I'm trying to write a code to calculate the sum of prime numbers between 200,000 and 400,000.

but when I run it, it gives me 0 as a result! debugged it and seems the problem is with the "%" operator! can anyone tell me what's wrong please? (functions below - I split the code too much to help debug, sorry about that).

C#
private string SolveProblem2()
{
	double loopEnd = 200000, numCurrent = 200000;
	BigInteger sum = new BigInteger("0");

	for (int i = 0; i < loopEnd ; i++, numCurrent++)
	{
		SolveProblem2_1(numCurrent, ref sum);
	}

	return sum.ToString(); //returns final result

}


private void SolveProblem2_1(double numCurrent, ref BigInteger sum)
{
	int j = 2;
	double res = 0;

	while (j < numCurrent)
	{
		res = numCurrent % j;
		if (res == 1)
		{
			j++;
		}
		else
		{
			break;
		}
	}

	if (j == numCurrent)
	{
		sum = sum.add(new BigInteger(numCurrent.ToString()));
	}

}


Note that I used 200,003 for testing since its a Prime number (given by a friend's another code), but according to my code it can be divided by 3 with a remainder other than one!
Posted
Updated 4-Sep-12 10:19am
v2
Comments
[no name] 4-Sep-12 16:02pm    
"divided by 3 without any remainder", how did you come to that conclusion?
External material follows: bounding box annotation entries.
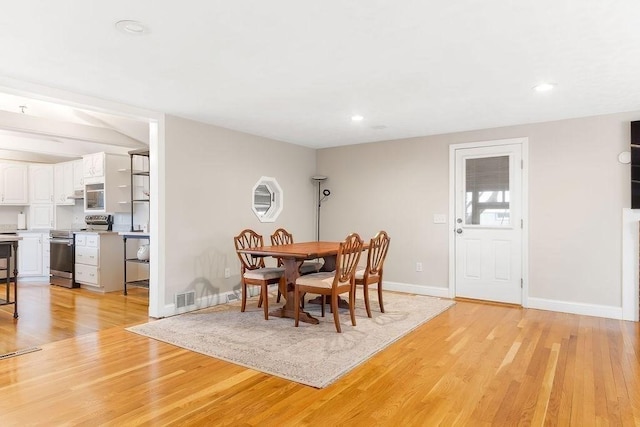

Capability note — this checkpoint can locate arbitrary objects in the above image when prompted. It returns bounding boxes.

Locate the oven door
[49,238,74,279]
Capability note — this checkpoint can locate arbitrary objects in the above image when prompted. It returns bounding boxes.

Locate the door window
[465,156,511,227]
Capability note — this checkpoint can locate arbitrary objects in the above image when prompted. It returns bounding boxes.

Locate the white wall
[160,116,316,313]
[317,112,640,314]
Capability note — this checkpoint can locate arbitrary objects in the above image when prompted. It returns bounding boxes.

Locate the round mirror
[251,176,283,222]
[253,184,272,217]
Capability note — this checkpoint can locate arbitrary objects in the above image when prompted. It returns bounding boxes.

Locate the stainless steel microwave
[84,182,105,212]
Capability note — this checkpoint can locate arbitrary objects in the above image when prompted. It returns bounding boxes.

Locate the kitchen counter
[118,231,149,239]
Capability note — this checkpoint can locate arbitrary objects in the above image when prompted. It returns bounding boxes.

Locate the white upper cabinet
[73,159,84,191]
[54,162,75,205]
[82,153,105,178]
[29,165,53,204]
[29,203,54,230]
[0,163,29,206]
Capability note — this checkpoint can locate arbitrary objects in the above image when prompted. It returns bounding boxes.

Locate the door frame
[448,137,529,308]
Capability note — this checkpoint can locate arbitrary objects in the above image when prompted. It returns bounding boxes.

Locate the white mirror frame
[251,176,284,222]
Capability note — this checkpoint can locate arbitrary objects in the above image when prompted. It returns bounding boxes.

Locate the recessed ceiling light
[116,19,149,36]
[533,83,556,92]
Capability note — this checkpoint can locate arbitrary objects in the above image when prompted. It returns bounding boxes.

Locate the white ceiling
[0,0,640,152]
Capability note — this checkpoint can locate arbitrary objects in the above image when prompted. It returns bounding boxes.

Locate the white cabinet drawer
[87,234,100,248]
[76,246,99,266]
[76,264,100,286]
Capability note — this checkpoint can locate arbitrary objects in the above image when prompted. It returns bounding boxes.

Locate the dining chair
[271,228,323,307]
[294,233,364,332]
[233,229,285,320]
[355,230,391,317]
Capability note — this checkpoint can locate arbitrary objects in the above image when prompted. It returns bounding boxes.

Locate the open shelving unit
[129,148,150,231]
[120,149,150,295]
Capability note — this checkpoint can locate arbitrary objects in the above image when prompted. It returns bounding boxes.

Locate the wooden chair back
[271,228,293,245]
[333,233,364,287]
[365,230,391,276]
[271,228,293,267]
[233,229,265,274]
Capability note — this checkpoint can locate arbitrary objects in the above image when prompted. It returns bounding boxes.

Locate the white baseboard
[162,291,238,317]
[382,280,449,298]
[527,297,622,320]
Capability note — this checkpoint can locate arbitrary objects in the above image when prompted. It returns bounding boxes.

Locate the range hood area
[67,190,84,200]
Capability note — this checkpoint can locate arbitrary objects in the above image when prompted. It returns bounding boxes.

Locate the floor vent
[0,347,42,360]
[176,291,196,308]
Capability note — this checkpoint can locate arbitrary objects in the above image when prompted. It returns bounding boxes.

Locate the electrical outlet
[433,214,447,224]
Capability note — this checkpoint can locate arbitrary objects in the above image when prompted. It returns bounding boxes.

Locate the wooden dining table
[238,242,368,324]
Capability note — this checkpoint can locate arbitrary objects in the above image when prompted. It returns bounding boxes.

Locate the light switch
[433,214,447,224]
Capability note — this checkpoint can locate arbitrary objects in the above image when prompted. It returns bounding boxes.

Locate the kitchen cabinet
[0,163,29,206]
[18,231,50,281]
[72,159,84,191]
[53,162,76,205]
[29,203,54,230]
[29,164,53,204]
[75,232,124,292]
[83,153,131,214]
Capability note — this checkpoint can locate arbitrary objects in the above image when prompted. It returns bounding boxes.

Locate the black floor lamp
[311,175,331,242]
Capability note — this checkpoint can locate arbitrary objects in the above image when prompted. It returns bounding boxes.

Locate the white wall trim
[528,297,622,320]
[622,208,640,322]
[383,280,449,298]
[447,137,529,308]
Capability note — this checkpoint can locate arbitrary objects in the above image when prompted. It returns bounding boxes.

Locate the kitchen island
[0,235,22,319]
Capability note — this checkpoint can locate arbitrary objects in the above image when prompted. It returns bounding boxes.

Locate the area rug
[127,291,454,388]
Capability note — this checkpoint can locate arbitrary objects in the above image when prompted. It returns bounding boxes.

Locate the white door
[454,143,523,304]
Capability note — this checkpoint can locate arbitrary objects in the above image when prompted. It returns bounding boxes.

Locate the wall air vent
[176,291,196,308]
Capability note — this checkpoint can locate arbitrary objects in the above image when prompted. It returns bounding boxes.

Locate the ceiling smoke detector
[116,19,149,36]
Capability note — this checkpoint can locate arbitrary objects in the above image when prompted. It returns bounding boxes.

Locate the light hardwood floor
[0,285,640,426]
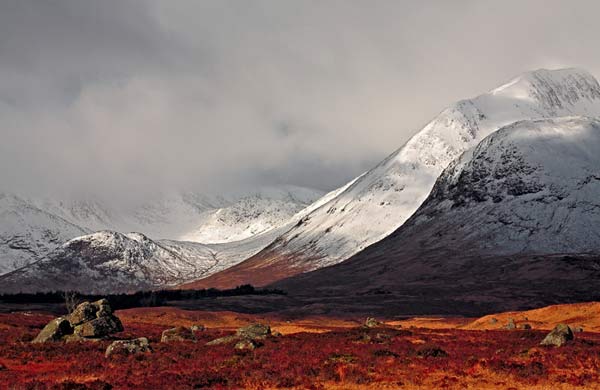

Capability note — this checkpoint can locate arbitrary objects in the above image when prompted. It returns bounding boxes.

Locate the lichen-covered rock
[504,318,517,330]
[236,324,271,340]
[540,324,574,347]
[206,335,240,345]
[67,302,98,326]
[32,317,73,343]
[92,298,113,318]
[190,325,206,332]
[160,326,196,343]
[104,337,152,357]
[234,339,262,351]
[74,316,123,338]
[365,317,382,328]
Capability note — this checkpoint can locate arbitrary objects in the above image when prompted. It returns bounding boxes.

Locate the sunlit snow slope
[0,186,322,274]
[191,69,600,286]
[276,117,600,314]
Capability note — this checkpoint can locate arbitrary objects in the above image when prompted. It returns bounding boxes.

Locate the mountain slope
[0,231,282,293]
[275,117,600,314]
[0,186,322,274]
[192,69,600,287]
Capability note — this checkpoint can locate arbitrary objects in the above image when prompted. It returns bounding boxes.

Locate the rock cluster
[32,299,123,343]
[160,326,196,343]
[206,324,273,350]
[104,337,152,357]
[540,324,574,347]
[365,317,383,328]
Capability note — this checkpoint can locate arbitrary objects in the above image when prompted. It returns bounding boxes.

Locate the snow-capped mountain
[0,225,284,293]
[275,117,600,314]
[190,69,600,287]
[179,186,323,243]
[0,186,322,274]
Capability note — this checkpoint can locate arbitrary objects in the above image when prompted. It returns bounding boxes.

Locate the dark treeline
[0,284,285,310]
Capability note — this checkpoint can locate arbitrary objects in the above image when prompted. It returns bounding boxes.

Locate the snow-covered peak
[225,69,600,278]
[394,117,600,255]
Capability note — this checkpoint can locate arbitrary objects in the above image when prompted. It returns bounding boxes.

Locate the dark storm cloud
[0,0,600,201]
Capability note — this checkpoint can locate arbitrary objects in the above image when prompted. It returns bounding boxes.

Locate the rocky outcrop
[104,337,152,357]
[32,317,73,343]
[32,299,123,343]
[365,317,383,328]
[540,324,574,347]
[206,324,272,350]
[160,326,196,343]
[236,324,271,340]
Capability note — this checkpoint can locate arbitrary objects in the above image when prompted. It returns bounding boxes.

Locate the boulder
[234,339,262,351]
[520,324,531,330]
[92,298,113,318]
[73,316,123,338]
[540,324,573,347]
[67,302,98,326]
[365,317,382,328]
[236,324,271,340]
[32,317,73,343]
[160,326,196,343]
[33,299,123,343]
[190,325,206,332]
[504,318,517,330]
[104,337,152,357]
[206,335,240,345]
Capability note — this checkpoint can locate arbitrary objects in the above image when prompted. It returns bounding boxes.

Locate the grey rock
[160,326,196,343]
[504,318,517,330]
[365,317,382,328]
[206,335,240,345]
[74,316,123,338]
[32,317,73,343]
[540,324,574,347]
[236,324,271,340]
[104,337,152,357]
[234,339,262,351]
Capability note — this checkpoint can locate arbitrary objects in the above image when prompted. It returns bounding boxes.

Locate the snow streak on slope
[243,69,600,273]
[180,186,322,243]
[274,117,600,314]
[0,225,284,293]
[0,186,321,274]
[404,117,600,255]
[0,194,90,274]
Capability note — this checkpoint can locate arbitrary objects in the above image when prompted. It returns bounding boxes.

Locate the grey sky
[0,0,600,204]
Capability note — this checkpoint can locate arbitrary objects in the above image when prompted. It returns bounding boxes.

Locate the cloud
[0,0,600,206]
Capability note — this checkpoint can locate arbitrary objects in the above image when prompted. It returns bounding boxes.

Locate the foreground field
[0,304,600,389]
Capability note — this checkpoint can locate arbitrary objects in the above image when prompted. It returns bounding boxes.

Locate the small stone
[540,324,574,347]
[365,317,382,328]
[234,340,261,351]
[67,302,98,326]
[504,318,517,330]
[160,326,196,343]
[74,316,123,338]
[521,324,531,330]
[236,324,271,340]
[92,298,113,318]
[104,337,152,357]
[32,317,73,343]
[206,335,240,345]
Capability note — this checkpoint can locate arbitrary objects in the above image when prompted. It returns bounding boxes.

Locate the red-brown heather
[0,303,600,389]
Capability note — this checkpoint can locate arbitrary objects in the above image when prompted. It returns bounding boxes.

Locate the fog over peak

When j = 3 res = 2 which is correct.
NiZaR.TecH 4-Sep-12 16:19pm    
lol I'm sorry I meant with a remainder other than 1!
[no name] 4-Sep-12 16:33pm    
Sorry, my bad, Did not scroll down far enough. Curse of getting old.

1 solution

Shouldnt this be

C#
if (numCurrent % j== 0)
instead?

If you take 10 % 3 the reminder would be 1.. See examples here (I know its VB but examples still valid :) ):
http://msdn.microsoft.com/en-us/library/se0w9esz%28v=vs.110%29.aspx[^]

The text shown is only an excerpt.